道には、何事もなかったように人が通っている。
何事もなかった。
そう言えるのは、今だけかもしれない。
「迎児」
「はい」
「さっきのことを、誰かに聞かれたら」
迎児の顔が青くなった。
「私は、見たまま申し上げます。奥様は、きちんとお断りに」
「いいえ」
私は首を横に振った。
「無理に庇わなくていい」
迎児が目を見開いた。
「でも」
「あなたが私を庇って、嘘をついたと言われたら困るでしょう」
「嘘ではございません」
「それでも」
この家では、正しさだけでは足りない。
誰が言ったか。
誰の言葉が重いか。
それで、同じ出来事の形が変わる。
迎児の言葉は軽い。
私の言葉も、たぶん軽い。
石秀の言葉だけ、きっと重くなる。
楊雄が信じれば、なおさらだ。
「見たことだけを言いなさい。

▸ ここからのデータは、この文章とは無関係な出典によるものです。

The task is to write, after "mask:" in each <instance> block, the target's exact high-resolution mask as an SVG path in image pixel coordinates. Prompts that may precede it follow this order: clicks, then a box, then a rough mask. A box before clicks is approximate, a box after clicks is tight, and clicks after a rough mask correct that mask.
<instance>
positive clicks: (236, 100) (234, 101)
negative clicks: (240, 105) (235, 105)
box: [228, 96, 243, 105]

余計なことは言わないで」
迎児は悔しそうに唇を噛んだ。
「……はい」
その顔を見て、胸が痛んだ。
この子は、私を助けようとしてくれている。
けれど私は、その助け方まで止めなければならない。
迎児まで巻き込まれたら、逃げる道がさらに細くなる。
部屋へ戻っても、落ち着かなかった。
裴如海の声が残っている。
石秀の目も残っている。
袖を取られた感触も消えない。
門前の土の色まで、やけに鮮明に思い出せた。
私は机の前に座り、手を握った。
拒んだ――
はっきり拒んだ。
二度と来るなと言った。
それなのに、胸の奥には断り切れた感覚がなかった。
むしろ、何かを始めてしまった気がした。
悪いのは裴如海だ。
約束を破って、家まで来た。
私が責められる筋合いはない。
だが、筋合いなど、この家では誰が気にする。
楊雄がどう受け取るか。
石秀がどう言うか。
裴如海が次に何をするか。
私の知らないところで、話は勝手に動く。
その中に、私の言葉は入らないかもしれない。
窓の外で、風が少し鳴った。
私は顔を上げた。
遠くへ行く道を、まだ知らない。
馬の場所も、金のありかも、夜に門を抜ける手順も分からない。
けれど、覚えなければならない。
寺には行かない。
父の家にも頼れない。
夫には話せない。
石秀には見られた。
なら、次に必要なのは説明ではない。
準備だ。
私は迎児を呼ぼうとして、やめた。
今すぐ口に出せば、この子の顔に出る。
まだ早い――
でも、もう遅くはできない。
門先に残った足跡は、夕方には消えるだろう。
けれど、石秀の目に入ったものは消えない。
私はそのことだけを、はっきり覚えた。
また来たの――
そう思った相手は、裴如海だけではなかった。
面倒なものは、一度閉めても別の戸口から入ってくる。
そして今度は、見ている男までついてきた。
迎児でございます。
奥様は、きちんとお断りしておりました。
私も、それを見ております。
ですが、石秀様が見たのは、きっと別のところです。
――見たことが同じでも、話は同じにはならないようです。